Without these, gRPC services are harder to debug than REST.

Load balancing

gRPC over HTTP/2 multiplexes many calls on one connection. This breaks naive layer-4 load balancing — all calls from one client go to one server.

Solutions:

- **Layer-7 load balancing** (Envoy, NGINX with HTTP/2 support, gRPC-aware). Routes per-call.

- **Client-side load balancing** (gRPC's native LB; resolve a list of servers; round-robin or weighted).

- **Service mesh** (Istio, Linkerd) — handles this for you.

Misconfigured load balancing produces "all traffic goes to one pod" surprises. Usually surfaces under load.

TLS termination

Service mesh (Linkerd, Istio) typically handles mTLS at the sidecar level. Without a mesh, configure TLS in the gRPC server explicitly.

Don't expose gRPC over plain HTTP/2 in production.
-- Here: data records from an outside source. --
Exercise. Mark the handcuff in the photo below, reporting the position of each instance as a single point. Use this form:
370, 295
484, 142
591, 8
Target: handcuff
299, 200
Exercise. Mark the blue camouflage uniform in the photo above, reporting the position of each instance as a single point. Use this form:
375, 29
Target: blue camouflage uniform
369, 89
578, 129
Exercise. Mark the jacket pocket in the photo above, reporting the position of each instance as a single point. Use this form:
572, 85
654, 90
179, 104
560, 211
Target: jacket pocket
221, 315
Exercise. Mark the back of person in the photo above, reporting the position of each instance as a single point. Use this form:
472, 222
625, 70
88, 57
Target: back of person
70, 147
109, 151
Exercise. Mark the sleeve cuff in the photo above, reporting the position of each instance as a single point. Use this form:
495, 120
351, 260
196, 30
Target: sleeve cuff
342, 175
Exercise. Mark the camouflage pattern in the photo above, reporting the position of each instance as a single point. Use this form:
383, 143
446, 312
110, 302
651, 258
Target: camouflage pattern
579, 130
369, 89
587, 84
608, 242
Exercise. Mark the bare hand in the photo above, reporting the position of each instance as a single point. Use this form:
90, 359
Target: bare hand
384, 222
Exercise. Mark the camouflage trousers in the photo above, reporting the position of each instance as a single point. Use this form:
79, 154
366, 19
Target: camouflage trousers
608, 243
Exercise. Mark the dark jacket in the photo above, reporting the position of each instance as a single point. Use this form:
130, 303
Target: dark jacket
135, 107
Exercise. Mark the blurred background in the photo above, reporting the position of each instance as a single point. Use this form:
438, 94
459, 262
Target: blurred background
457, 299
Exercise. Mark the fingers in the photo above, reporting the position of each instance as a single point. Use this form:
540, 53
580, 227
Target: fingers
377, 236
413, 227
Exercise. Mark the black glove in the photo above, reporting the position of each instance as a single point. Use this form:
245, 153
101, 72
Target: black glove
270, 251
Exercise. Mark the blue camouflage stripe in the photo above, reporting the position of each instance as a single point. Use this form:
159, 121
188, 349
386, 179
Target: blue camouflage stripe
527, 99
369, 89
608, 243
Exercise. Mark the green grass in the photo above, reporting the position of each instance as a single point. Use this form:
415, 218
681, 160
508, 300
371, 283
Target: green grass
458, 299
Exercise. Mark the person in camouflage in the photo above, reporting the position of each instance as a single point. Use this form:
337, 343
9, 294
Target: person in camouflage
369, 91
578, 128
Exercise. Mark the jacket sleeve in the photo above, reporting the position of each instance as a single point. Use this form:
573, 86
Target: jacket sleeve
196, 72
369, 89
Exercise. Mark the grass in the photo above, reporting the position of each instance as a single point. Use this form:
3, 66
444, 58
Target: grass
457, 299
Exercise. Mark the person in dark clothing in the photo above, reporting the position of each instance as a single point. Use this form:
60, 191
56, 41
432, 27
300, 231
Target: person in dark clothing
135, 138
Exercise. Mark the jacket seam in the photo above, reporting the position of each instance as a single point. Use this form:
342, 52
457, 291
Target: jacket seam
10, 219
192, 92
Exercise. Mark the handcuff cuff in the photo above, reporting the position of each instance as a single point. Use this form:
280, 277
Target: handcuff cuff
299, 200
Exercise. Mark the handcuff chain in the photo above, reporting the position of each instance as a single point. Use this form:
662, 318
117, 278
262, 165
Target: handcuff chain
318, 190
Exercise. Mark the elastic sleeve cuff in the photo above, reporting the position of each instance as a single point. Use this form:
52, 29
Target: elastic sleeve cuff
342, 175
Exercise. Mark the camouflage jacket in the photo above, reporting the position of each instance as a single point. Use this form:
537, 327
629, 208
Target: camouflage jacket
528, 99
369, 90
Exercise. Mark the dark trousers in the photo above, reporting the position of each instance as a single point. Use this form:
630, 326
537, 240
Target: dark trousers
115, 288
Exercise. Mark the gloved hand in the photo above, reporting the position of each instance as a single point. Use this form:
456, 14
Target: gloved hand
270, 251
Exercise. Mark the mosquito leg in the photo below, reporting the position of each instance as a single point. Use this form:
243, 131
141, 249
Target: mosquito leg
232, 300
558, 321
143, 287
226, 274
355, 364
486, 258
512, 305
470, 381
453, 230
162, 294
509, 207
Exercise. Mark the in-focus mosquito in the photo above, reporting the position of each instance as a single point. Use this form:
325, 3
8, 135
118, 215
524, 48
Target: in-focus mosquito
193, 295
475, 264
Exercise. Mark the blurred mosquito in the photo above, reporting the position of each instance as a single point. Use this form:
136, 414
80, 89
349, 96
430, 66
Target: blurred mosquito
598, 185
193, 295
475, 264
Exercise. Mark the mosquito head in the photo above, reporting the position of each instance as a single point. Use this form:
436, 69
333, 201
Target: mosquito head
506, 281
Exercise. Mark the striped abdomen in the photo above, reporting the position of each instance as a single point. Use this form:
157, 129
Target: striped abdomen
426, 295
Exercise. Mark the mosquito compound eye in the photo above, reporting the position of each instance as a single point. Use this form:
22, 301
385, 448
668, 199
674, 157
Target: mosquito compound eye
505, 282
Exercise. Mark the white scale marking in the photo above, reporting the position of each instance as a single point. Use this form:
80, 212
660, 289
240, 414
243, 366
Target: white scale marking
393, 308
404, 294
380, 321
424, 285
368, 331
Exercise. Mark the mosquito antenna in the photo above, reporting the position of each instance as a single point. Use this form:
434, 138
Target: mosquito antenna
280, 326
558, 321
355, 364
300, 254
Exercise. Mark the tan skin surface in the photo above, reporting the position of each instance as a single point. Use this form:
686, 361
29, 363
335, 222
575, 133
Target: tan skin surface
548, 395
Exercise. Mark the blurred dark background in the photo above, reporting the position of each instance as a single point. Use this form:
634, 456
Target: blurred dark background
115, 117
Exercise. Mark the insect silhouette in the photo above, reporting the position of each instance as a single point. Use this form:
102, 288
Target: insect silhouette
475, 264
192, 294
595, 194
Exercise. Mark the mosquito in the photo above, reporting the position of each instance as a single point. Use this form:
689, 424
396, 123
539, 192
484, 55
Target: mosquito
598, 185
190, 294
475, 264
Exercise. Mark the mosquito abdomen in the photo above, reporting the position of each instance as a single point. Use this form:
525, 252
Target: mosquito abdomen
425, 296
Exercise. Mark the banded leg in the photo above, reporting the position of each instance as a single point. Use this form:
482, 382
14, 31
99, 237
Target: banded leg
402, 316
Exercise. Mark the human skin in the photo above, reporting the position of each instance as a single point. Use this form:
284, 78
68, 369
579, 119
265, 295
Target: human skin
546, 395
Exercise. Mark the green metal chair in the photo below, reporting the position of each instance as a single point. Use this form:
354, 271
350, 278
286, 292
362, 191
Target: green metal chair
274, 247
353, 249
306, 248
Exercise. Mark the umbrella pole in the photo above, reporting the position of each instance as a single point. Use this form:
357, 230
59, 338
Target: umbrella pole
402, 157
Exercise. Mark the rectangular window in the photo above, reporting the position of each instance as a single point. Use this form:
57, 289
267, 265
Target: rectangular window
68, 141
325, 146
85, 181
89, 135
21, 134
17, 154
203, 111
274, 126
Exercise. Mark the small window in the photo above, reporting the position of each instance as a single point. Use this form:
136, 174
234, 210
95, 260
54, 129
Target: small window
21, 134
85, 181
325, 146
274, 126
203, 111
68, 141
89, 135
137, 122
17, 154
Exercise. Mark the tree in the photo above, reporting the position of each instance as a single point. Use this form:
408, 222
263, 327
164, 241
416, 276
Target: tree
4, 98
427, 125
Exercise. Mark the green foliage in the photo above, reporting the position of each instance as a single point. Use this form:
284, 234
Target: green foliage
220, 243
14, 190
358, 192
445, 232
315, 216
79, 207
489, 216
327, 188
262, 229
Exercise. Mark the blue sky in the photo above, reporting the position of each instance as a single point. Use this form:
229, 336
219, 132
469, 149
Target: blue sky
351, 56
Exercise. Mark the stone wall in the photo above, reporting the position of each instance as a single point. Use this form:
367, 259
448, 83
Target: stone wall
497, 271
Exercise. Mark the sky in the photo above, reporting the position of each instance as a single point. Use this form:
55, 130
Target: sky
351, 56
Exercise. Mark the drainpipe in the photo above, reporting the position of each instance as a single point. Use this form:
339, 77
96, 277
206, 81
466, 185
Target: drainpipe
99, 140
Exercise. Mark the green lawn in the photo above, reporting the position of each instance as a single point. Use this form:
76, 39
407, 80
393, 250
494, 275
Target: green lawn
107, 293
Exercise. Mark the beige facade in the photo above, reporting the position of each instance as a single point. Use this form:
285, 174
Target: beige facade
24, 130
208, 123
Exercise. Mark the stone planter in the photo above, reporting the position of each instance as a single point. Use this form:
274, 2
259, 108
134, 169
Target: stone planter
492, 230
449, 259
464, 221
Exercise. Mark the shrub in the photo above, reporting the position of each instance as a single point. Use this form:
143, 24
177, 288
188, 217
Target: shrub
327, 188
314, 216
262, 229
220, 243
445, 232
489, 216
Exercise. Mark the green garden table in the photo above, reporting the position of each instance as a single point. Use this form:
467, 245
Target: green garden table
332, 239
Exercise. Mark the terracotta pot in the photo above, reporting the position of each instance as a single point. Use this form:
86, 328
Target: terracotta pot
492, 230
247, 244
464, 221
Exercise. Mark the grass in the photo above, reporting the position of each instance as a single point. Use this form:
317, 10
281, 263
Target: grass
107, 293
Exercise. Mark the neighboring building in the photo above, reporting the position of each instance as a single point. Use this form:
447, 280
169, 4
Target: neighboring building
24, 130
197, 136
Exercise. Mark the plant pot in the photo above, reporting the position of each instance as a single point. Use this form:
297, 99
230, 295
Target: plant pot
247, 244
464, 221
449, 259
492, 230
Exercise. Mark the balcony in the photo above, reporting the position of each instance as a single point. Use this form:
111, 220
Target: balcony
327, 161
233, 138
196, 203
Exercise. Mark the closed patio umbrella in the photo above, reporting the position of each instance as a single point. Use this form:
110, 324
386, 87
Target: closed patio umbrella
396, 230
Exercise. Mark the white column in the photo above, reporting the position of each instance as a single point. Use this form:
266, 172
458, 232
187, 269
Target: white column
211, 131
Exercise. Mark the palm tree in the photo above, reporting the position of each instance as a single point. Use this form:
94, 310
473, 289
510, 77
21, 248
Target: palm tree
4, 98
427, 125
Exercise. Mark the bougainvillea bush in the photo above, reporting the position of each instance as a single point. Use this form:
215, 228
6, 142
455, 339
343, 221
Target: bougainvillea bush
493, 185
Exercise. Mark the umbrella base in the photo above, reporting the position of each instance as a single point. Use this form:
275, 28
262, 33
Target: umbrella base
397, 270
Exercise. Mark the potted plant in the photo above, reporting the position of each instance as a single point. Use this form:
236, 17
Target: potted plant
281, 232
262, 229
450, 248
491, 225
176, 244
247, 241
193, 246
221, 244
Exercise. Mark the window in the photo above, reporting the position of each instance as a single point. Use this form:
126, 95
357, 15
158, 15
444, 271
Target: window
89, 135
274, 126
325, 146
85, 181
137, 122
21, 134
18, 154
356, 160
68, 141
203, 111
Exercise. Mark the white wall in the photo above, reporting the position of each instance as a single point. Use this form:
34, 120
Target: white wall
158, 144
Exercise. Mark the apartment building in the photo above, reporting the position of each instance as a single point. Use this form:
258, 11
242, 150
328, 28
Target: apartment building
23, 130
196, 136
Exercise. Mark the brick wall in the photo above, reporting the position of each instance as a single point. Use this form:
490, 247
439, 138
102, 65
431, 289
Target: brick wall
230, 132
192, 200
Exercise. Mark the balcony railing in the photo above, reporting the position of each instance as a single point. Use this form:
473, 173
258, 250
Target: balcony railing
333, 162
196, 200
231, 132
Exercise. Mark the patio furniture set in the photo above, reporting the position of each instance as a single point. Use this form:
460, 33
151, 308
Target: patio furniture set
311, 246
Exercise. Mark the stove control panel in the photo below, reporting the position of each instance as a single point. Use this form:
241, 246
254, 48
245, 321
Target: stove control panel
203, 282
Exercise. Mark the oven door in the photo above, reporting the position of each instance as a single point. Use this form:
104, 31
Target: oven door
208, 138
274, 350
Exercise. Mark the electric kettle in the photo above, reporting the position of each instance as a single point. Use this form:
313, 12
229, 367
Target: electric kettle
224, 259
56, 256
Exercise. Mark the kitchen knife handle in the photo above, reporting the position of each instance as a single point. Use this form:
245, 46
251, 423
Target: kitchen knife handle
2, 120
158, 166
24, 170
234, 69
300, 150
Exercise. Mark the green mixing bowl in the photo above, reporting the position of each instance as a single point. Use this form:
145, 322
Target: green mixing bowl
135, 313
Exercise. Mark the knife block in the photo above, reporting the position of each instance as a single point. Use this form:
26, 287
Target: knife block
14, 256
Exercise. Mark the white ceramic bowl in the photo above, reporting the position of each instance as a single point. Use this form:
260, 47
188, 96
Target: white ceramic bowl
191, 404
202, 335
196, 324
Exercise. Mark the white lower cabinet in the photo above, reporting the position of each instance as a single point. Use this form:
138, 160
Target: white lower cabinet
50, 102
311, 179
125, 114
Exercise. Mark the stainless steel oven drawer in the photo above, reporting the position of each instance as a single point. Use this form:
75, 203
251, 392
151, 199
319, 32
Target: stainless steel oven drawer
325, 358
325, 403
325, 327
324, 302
Always TLS.

Tooling

- **Buf CLI / Buf Schema Registry** — modern Protobuf workflow; schema linting; breaking-change detection. Use it.

- **`grpcurl`** — command-line gRPC client; like curl for gRPC.

- **`grpcui`** — web UI for gRPC services.

- **BloomRPC** (deprecated) / Postman / Bruno — GUI clients; varying gRPC support.

- **Wireshark** with gRPC dissector — for wire-level debugging.

Migration patterns

If you're moving from REST to gRPC for internal service-to-service:

1. **Define proto files** for existing endpoints.

2. **Generate gRPC servers** alongside existing REST.

3. **Migrate clients** one at a time.

4. **Retire REST** once all clients have moved.

Run both during transition. The proto file becomes the source of truth; REST becomes a generated facade for legacy consumers via grpc-gateway.

When to skip gRPC

- **One language only.** If everyone's on Python, the polyglot benefit doesn't materialise; REST or a Python-native RPC framework may be simpler.

- **Public APIs.** As discussed; REST or GraphQL fits better.

- **Loose coupling matters more than performance.** REST's looseness is sometimes a feature.

- **Team unfamiliarity with Protobuf.** Learning curve is real; if the project is small, REST may ship faster.